I have great sympathy for those who suffer from depression. 10,000 Maniac’s “Like the Weather” perfectly describes the feeling. Gilbert’s bouncy little ditty doesn’t and Diamond’s is a whole lot closer to describing some sort of Schizophrenia than it is to depression.
(Quote)“Dear Mr. Jesus” was a memorial to Lisa Steinberg, the illegally adopted six-year-old girl who was beaten to death by Joel Steinberg while his common-law wife, Hedda Nussbaum, did nothing to protect her. (End quote)
Huh?!?! Where did you hear that? Don’t think I’ve ever heard of the Steinbergs. Plus the last few lines of the song wouldn’t make sense if what you say is correct:
“Please don’t tell my Daddy,
But my Mommy hits me too.”
And written as a memorial or not, its STILL a sappy-ass song. Being a memorial tune doesn’t help “The Wreck of the Edmund Fitzgerald” out, either.
Even if not smarm, highly regrettable nonetheless:
El Paso, courtesy of Marty Robbins, not only because of the Bizarro World behavior of its characters (Felina: “Shoot my boyfriend to death, hey? Well, I’ll just be in love with you, then. Hurry back, hon. I’ll have the posse waiting for you”}, but also for the “sequel,” (somebody who knows the title, please do me a favor and keep it to yourself) wherein the light plane pilot has past-life flashbacks of getting shot by a posse when he flies over El Paso.
Big John, and its sequel, Big John’s Cajun Queen by Jimmy Dean.
And of course, Teddy Bear; not the one by Elvis (problematic though it may be), but the one by Red Sovine. True Fact: the lyric for that one made it into a Chicken Soup For the Soul book.
Okay, you have to know the difference between crap and a parody of crap; “MacArthur’s Park” is the latter; they were making fun of this type of song, ones where there is much lamentation and gnashing of teeth and rending of garments over trivial things, songs whose writers must have been spoiled brats.
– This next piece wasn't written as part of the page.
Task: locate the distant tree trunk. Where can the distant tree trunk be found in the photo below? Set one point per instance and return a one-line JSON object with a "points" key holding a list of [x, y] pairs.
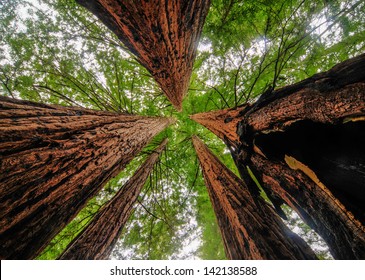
{"points": [[99, 237], [163, 34], [305, 144], [250, 228], [53, 160]]}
Am I the only one old enough to remember “Sugar, Sugar,” by The Archies? THAT was not a parody.
And let us not forget the immortal “Yummy, Yummy, Yummy (I Got Love in My Tummy).” Oh, yeah? I guess that means you swallow…
I’m surprised the thread lasted so long without “The Wind Beneath my Wings” being mentioned. But the song that I really want to mention is The Jayhawks’ “I’m Gonna Make You Love Me” (charming already, right?)
*We talked for hours at a time
Then I came to my senses
You’re more than a friend
You’re my perfect lover
I’ll never be all you want me to
But that’s all right
I’m gonna make you love me
I’m gonna dry your tears
And we’re gonna stay together
For a million years *
Sounds like it belongs on a CD called “Music to Stalk By.”
One Voice: Billy Gillman- Anybody ever heard this little wussy? He’s a little 12 year old sissy boy “country” singer who somebody taught to move on stage like one of those crappy lounge singers. This kid makes me want to PUKE!
Has anyone else seen the Neil Diamond Behind the Music? Boy, everyone they interview on that is just so. . . intense. Everything they say just seems so ultra serious. “Everyone loved Neil Diamond and then. . . (pensive gaze to something off camera and knuckle biting) no one did.”